Well, I think that your gut feeling is probably correct, at least as far as that story being literally true goes. First of all, prospectors wandering into saloons in dusty western towns are second only to sailors on 18th century frigates as heroes of bogus word-origin tales. In this case, the probability of a prospector trading even a small bag of gold for a single bottle of anything strikes me as unlikely. If I’d been crawling around in the desert for a few weeks, I’d definitely be interested in quantity (probably of “just plain whiskey”) over the quality of a bartender’s inventiveness. On the other hand (and it pains me to even partially validate that silly story), the town of Martinez, CA, may actually have been the source of “martini.”

This seems like a good time to note that I don’t drink at all, and have actually never had a martini. Weird, right? My idea of fun is black coffee and oatmeal cookies. Anyway, a “Martini,” which the Oxford English Dictionary insists on capitalizing, is a cocktail usually made from gin and vermouth, although vodka is sometimes substituted for the gin. Incidentally, according to Cecil Adams’ Straight Dope web page (, James Bond’s famous “shaken, not stirred” martini was actually a hybrid of the two types, mixing both vodka and gin with the vermouth. Apparently Bond also had a license to annoy bartenders.

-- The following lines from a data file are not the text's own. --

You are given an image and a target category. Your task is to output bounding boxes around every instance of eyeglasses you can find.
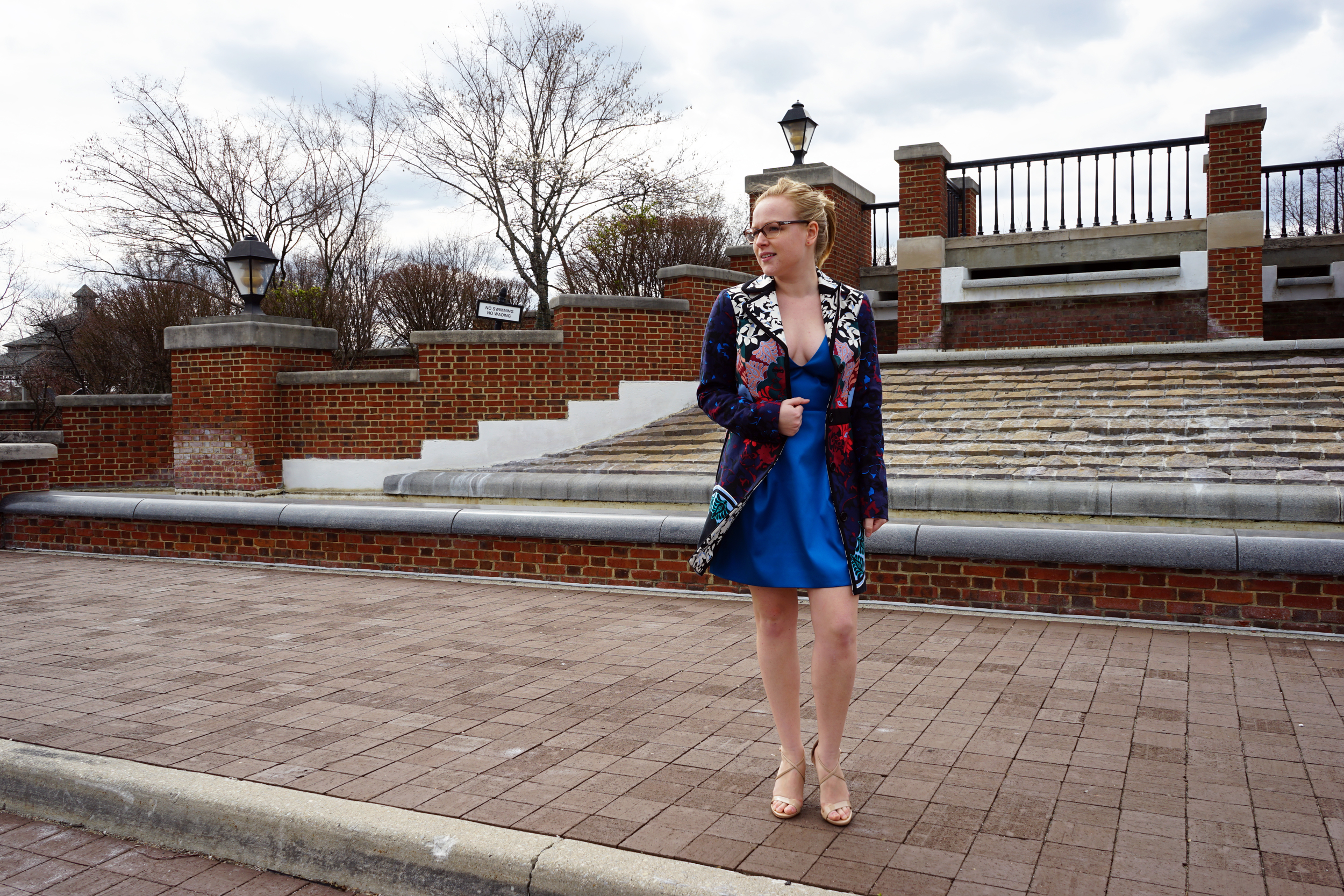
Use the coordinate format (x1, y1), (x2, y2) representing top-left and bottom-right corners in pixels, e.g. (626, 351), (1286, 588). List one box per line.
(742, 220), (812, 243)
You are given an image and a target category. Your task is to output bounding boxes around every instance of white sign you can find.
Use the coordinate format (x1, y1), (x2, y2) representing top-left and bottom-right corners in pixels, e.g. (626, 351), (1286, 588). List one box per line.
(476, 302), (523, 324)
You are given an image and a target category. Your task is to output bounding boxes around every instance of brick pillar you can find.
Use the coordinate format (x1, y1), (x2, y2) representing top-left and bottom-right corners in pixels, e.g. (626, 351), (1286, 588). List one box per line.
(895, 144), (952, 350)
(730, 162), (876, 289)
(1204, 106), (1268, 339)
(164, 314), (336, 494)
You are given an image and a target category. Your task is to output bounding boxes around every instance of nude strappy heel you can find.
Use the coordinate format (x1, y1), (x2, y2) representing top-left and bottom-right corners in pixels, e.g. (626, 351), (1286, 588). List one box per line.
(770, 747), (808, 818)
(812, 742), (854, 828)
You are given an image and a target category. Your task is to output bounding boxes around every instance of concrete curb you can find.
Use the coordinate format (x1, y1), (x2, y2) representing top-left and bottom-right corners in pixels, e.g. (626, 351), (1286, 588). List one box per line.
(8, 491), (1344, 575)
(0, 740), (836, 896)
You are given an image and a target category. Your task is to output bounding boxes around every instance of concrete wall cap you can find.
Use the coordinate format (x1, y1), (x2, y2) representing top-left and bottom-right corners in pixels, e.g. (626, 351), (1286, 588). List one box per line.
(551, 293), (691, 312)
(1204, 103), (1269, 134)
(276, 368), (419, 385)
(56, 392), (172, 407)
(383, 470), (714, 504)
(879, 339), (1344, 365)
(164, 318), (336, 350)
(0, 442), (56, 463)
(742, 161), (878, 204)
(657, 264), (757, 283)
(891, 144), (952, 162)
(0, 430), (66, 445)
(411, 329), (564, 345)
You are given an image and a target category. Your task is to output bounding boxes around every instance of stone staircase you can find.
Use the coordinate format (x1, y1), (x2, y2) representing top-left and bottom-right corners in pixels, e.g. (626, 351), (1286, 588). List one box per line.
(473, 353), (1344, 485)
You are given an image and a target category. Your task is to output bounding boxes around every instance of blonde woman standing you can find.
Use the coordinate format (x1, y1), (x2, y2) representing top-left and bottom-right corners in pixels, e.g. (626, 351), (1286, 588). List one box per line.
(691, 177), (887, 826)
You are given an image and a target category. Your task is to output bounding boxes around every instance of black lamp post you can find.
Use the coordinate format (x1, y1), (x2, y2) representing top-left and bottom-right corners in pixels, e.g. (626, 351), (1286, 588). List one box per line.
(780, 102), (817, 165)
(225, 234), (280, 314)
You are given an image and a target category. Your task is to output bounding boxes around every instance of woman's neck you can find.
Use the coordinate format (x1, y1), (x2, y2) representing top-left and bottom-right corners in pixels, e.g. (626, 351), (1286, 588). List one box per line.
(774, 263), (817, 298)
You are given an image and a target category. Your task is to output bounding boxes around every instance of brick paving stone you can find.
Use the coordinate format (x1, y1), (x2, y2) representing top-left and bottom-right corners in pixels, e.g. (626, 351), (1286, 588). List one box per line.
(0, 812), (346, 896)
(0, 554), (1344, 896)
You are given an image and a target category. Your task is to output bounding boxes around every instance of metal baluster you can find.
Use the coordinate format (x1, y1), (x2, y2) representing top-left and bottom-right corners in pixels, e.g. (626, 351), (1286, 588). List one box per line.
(1027, 160), (1031, 234)
(1093, 154), (1101, 227)
(1167, 146), (1172, 220)
(1316, 168), (1321, 236)
(1265, 170), (1269, 239)
(995, 165), (999, 234)
(1078, 156), (1083, 227)
(1185, 144), (1209, 220)
(1148, 146), (1153, 224)
(976, 165), (985, 236)
(1110, 153), (1120, 224)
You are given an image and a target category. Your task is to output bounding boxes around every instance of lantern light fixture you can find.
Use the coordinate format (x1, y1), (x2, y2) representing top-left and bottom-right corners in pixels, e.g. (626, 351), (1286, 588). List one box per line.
(780, 102), (817, 165)
(225, 234), (280, 314)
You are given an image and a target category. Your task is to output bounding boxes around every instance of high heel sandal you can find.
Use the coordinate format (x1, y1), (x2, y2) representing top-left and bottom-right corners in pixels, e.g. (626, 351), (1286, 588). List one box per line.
(770, 747), (808, 818)
(812, 742), (854, 828)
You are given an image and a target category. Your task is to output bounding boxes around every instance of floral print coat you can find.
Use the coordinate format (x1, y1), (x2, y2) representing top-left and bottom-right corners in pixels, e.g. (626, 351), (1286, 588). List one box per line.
(691, 270), (887, 594)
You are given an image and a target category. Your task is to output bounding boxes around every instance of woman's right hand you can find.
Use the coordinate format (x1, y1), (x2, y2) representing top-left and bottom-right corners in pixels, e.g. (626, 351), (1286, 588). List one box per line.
(780, 398), (808, 436)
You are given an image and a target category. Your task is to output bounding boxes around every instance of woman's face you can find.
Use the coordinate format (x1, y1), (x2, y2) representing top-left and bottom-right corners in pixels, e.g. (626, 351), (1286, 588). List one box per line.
(752, 196), (820, 277)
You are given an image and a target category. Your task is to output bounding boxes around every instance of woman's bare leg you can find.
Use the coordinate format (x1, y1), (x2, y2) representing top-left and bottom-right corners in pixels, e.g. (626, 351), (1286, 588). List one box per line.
(801, 587), (859, 821)
(752, 586), (804, 815)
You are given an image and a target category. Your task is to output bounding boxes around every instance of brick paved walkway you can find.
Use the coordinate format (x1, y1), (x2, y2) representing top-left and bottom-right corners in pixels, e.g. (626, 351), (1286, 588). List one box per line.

There are two theories about the origin of “martini,” and the truth may actually be a blend of the two. Early print citations mentioning the drink, around 1884, call it a “Martinez cocktail,” and assert that it took its name from the California town, which is certainly not impossible. But within a few years (1887), the Brooklyn Daily Eagle was calling the concoction a “Martini cocktail.” The second theory ties “Martini” to Martini & Rossi, Italian makers of vermouth, which was definitely in business and exporting to the US at that time.

The connection of “Martini” the maker of vermouth to the “martini cocktail” containing vermouth seems a no-brainer, but the earlier citations for “Martinez cocktail” pose a problem. The Oxford dictionary suggests that the original name was “Martinez,” perhaps commemorating its invention there, but that the name gradually was “remodelled” after Martini & Rossi vermouth became well-known. This seems very plausible, especially since Martini & Rossi bottles would have been clearly visible in nearly any bar, while Martinez, CA, is an awfully long way from Brooklyn.